35 | SLEEP, CHÉRI

Sori, baru up jam segini. Kalo weekend emang rada susah cari waktu buat up. Semoga kalian suka, ya...

***

Fabian menyeberangi ruangan untuk menghampiri istrinya yang sedang menunduk di samping Mia. Wajahnya dipenuhi kecemasan. Satu tangannya menenteng jas hitam, sedangkan lengan kemejanya sudah dilipat sampai siku.

"Kamu nggak papa? Ada yang luka?" Fabian setengah berjongkok di depan kursi Ullie.

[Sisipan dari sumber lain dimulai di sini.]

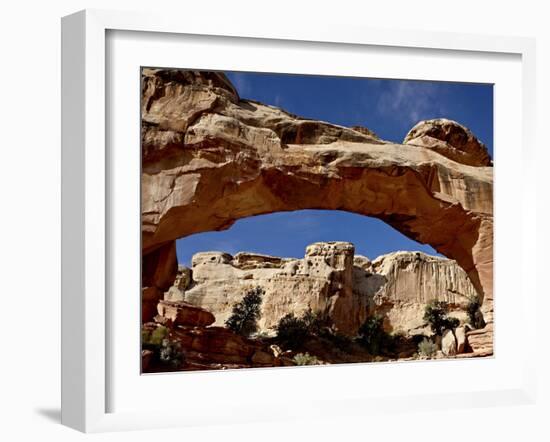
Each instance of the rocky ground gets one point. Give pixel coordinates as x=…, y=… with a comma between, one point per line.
x=210, y=157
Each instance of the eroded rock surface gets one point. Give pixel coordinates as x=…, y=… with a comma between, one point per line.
x=210, y=158
x=332, y=281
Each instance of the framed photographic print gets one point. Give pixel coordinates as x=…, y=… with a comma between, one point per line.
x=255, y=213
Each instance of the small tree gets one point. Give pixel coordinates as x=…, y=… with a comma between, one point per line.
x=435, y=315
x=427, y=348
x=245, y=315
x=475, y=317
x=292, y=331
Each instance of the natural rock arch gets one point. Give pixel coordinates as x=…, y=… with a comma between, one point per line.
x=210, y=158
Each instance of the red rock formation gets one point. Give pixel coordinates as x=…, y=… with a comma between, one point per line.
x=210, y=158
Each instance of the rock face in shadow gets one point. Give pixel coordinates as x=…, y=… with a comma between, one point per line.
x=329, y=280
x=210, y=158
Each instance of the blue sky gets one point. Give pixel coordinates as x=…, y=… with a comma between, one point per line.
x=389, y=108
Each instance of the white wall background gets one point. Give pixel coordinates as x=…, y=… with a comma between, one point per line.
x=30, y=214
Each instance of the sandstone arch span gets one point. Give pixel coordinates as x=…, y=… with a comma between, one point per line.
x=210, y=158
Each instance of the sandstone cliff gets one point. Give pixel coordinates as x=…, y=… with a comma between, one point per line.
x=330, y=280
x=210, y=158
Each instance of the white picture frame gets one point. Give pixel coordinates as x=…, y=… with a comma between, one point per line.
x=86, y=315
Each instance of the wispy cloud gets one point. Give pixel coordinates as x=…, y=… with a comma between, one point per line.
x=241, y=82
x=411, y=101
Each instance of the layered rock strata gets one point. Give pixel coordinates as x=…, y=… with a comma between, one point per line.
x=329, y=280
x=210, y=158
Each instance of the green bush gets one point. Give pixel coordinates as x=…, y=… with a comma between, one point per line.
x=154, y=337
x=306, y=359
x=435, y=314
x=245, y=315
x=427, y=348
x=475, y=317
x=292, y=331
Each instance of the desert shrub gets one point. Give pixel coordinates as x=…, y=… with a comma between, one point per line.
x=427, y=348
x=475, y=317
x=315, y=322
x=339, y=340
x=170, y=353
x=306, y=359
x=245, y=314
x=435, y=314
x=372, y=336
x=292, y=331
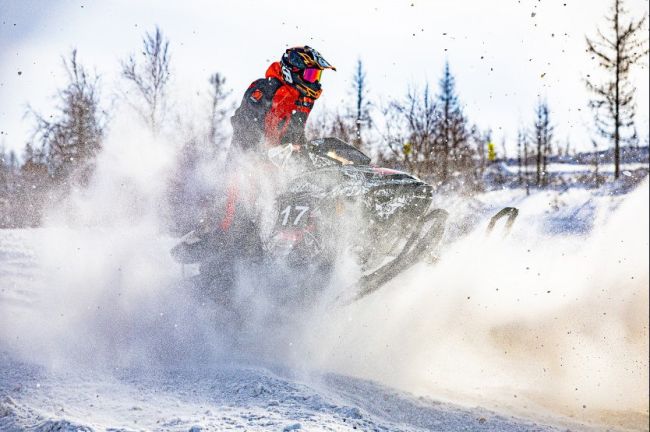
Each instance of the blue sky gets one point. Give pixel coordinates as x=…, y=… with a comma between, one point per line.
x=504, y=53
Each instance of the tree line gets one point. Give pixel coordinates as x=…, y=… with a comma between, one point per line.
x=426, y=131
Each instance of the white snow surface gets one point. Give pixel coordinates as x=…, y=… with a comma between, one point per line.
x=544, y=330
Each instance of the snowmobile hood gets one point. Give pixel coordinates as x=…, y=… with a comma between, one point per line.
x=275, y=71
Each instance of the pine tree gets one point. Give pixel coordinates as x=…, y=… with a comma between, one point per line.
x=451, y=128
x=613, y=101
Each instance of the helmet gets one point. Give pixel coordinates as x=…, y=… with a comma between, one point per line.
x=302, y=68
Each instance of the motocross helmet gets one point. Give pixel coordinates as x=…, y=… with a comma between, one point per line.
x=302, y=68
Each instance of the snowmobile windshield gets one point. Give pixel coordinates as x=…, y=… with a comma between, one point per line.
x=338, y=151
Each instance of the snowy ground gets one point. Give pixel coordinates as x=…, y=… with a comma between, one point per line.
x=547, y=330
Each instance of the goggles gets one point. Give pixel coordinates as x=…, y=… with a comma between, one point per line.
x=312, y=75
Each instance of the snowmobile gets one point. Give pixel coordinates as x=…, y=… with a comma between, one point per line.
x=336, y=203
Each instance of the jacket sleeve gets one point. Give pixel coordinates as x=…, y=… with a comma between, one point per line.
x=248, y=122
x=287, y=117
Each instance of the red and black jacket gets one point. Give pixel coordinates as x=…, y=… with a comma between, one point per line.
x=271, y=113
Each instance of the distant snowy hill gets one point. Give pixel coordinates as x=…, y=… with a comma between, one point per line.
x=546, y=330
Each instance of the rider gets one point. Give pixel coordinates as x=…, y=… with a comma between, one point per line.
x=273, y=113
x=274, y=109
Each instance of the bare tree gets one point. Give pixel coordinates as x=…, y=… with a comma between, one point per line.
x=362, y=104
x=70, y=139
x=542, y=136
x=522, y=145
x=218, y=111
x=613, y=101
x=410, y=127
x=150, y=77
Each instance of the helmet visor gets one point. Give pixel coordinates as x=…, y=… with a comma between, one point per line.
x=312, y=75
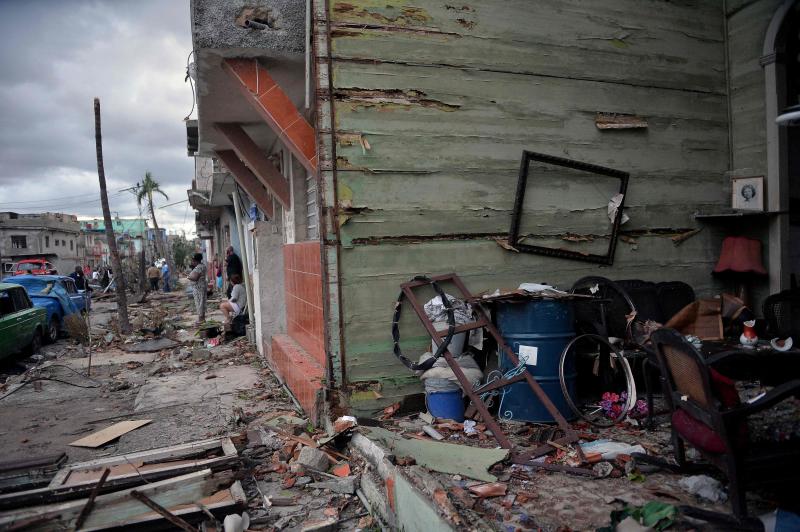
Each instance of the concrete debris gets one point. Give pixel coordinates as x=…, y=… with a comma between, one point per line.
x=167, y=380
x=313, y=459
x=472, y=462
x=346, y=485
x=704, y=486
x=322, y=525
x=236, y=522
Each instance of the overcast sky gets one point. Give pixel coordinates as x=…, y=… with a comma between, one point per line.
x=56, y=56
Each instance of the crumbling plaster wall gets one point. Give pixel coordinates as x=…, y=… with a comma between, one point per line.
x=214, y=26
x=268, y=286
x=434, y=103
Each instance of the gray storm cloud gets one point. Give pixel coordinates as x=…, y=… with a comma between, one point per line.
x=55, y=58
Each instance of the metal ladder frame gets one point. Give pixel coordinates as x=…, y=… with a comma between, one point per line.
x=570, y=436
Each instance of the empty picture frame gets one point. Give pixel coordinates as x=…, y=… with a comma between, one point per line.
x=514, y=237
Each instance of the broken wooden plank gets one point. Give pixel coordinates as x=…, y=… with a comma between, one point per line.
x=29, y=474
x=220, y=503
x=172, y=452
x=118, y=507
x=619, y=121
x=128, y=470
x=108, y=434
x=174, y=519
x=87, y=508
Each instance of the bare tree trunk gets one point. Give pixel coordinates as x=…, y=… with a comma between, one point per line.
x=142, y=281
x=122, y=297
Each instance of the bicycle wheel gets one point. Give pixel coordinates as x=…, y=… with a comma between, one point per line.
x=601, y=368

Ullie masih menunduk. Ia merespon pertanyaan Fabian dengan sebuah gelengan singkat. Dia kira Fabian akan sangat marah padanya, ternyata tidak sama sekali. Mood swing Ullie berubah dengan cepat. Kalau tadinya dia takut, sekarang ia mendadak kesal. Egonya ingin ngelunjak. Jadi dia mendengus kesal di depan Fabian, merasakan emosi naik ke ubun-ubun.

"Lo berdua kalo berantem kenapa di jalan, sih?" Galang berdiri di belakang Fabian, tak habis pikir dengan keributan yang ditimbulkan oleh adik kandung dan adik pungut Anton ini.

"Lagi macet, mas. Nggak keburu minggir." Jawab Mia.

"Gara-gara lo berdua, jalanan makin macet. Kerusuhan kalian sampe disiarin radio se-Surabaya! Bikin malu aja!"

Ullie dan Mia kompak menghela napas.

"Mas Galang ngasih tau mas Anton juga?"

Galang menggeleng, "Kalo gue ngasih tau dia, lo berdua bakal habis. Gue cuma ngehubungin Bian sama Aiden aja. Lo berdua kan tanggung jawab mereka."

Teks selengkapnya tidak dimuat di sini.